Point of View (P.O.V.)
Point of View shots take the perspective of one of the characters in the scene and frames everything they can see within the shot. It can be used to show how they are feeling or how they perceive reality literally from their point of view. Comedy series Peep Show do this very well.
But for our main example we will be looking at the film ‘Hardcore Henry’. Hardcore Henry began its life as a series of short music videos for the band ‘Biting Elbows’ which the director and writer Ilya Naishuller had involvement with. These two videos involved actions sequences all taken from the first person perspective. With this concept in place Naishuller was able to pull in Sharlto Copley who loved working on small independent films like District 9, that ended up becoming a blockbuster. The film in its entirety is filmed from the perspective of the protagonist in first person view and has been compared to how a first person shooter game would unfold. The film would even manage to pull in Tim Roth.

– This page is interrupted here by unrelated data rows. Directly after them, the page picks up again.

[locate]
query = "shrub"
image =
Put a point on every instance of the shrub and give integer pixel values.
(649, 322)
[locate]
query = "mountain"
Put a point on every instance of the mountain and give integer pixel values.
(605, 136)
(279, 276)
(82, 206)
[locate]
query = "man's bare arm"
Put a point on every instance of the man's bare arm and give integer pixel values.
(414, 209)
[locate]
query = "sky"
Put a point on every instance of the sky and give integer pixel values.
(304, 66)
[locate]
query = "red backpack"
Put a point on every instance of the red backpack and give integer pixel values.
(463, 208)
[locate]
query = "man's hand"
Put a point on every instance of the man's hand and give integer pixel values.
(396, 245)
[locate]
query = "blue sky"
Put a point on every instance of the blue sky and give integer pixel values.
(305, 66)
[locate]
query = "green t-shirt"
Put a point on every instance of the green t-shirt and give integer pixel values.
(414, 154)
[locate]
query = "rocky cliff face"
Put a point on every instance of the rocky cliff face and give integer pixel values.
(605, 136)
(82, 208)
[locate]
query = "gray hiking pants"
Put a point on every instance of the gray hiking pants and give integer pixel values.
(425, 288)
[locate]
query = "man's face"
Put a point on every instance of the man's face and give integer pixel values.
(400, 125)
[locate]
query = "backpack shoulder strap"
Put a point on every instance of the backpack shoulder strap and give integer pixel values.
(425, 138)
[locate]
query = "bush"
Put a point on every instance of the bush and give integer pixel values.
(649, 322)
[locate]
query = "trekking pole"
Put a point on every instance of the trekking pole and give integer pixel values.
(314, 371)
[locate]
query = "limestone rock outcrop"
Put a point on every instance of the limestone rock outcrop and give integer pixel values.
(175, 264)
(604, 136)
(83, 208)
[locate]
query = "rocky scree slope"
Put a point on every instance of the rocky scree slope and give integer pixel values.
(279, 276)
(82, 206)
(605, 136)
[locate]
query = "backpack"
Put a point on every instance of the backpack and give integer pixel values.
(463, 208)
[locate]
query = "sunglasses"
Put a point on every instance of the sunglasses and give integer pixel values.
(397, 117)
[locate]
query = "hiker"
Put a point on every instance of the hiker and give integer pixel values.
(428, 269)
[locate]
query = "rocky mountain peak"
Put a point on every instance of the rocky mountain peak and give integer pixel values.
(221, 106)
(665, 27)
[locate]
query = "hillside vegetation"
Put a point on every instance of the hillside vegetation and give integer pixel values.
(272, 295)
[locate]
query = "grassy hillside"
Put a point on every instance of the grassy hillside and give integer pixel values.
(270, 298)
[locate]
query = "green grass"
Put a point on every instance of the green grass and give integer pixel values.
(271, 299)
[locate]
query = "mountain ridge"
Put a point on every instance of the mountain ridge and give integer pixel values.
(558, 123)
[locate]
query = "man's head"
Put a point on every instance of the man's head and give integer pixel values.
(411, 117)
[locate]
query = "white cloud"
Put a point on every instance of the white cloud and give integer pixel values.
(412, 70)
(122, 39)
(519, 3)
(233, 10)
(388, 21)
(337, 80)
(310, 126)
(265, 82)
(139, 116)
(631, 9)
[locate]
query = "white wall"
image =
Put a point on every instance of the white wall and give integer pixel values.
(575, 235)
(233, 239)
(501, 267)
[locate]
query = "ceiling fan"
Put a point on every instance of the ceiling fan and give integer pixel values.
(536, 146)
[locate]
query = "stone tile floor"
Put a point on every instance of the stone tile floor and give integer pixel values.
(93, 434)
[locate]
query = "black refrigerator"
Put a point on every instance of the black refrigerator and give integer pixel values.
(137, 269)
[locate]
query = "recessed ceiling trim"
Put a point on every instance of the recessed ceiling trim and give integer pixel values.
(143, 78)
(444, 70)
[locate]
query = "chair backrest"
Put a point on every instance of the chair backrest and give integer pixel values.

The film was made by creating custom rigs that would be fitted on the stunt man who would be playing Henry and the special effects were created using the freeware software Blender pushing the limitations of what the software could actually do. The whole film is littered with amazing cinematography and is a masterpiece for what they were trying to achieve. The scene flow into one another often these sequences being shot in one take because there would never be a change in shot. The effort and co-ordination used to create the film is remarkable and is definitely a must watch even if it doesn’t seem like your cup of tea just for the experience.
Its all about how shots are framed that makes us look into all these different shot types. Why use one shot type over another? Its all about the audience and the viewer. You want the shots you use to be the most effective and to place the audience into the thick of whatever they are looking at or watching. Directors and Photographers will pick and choose and cut what is needed in order to convey a message or to signify what is important in a scene. In Inception shots are used to skew reality working with camera trickery to pull together impossible looking shots.
Without the right kind of shot the words the characters are speaking or trying to explain are meaningless in such a visual form of media. In a book our minds can go wild but in a film we can only see what the Director shows us even if they sometimes subvert it as in No Country for Old Men but even that itself is a statement to the audience, that that is not what is important. The missing heist in Resivior Dogs is another prime example of this. If it doesnt add anything to the narrative then it doesnt need to be shown.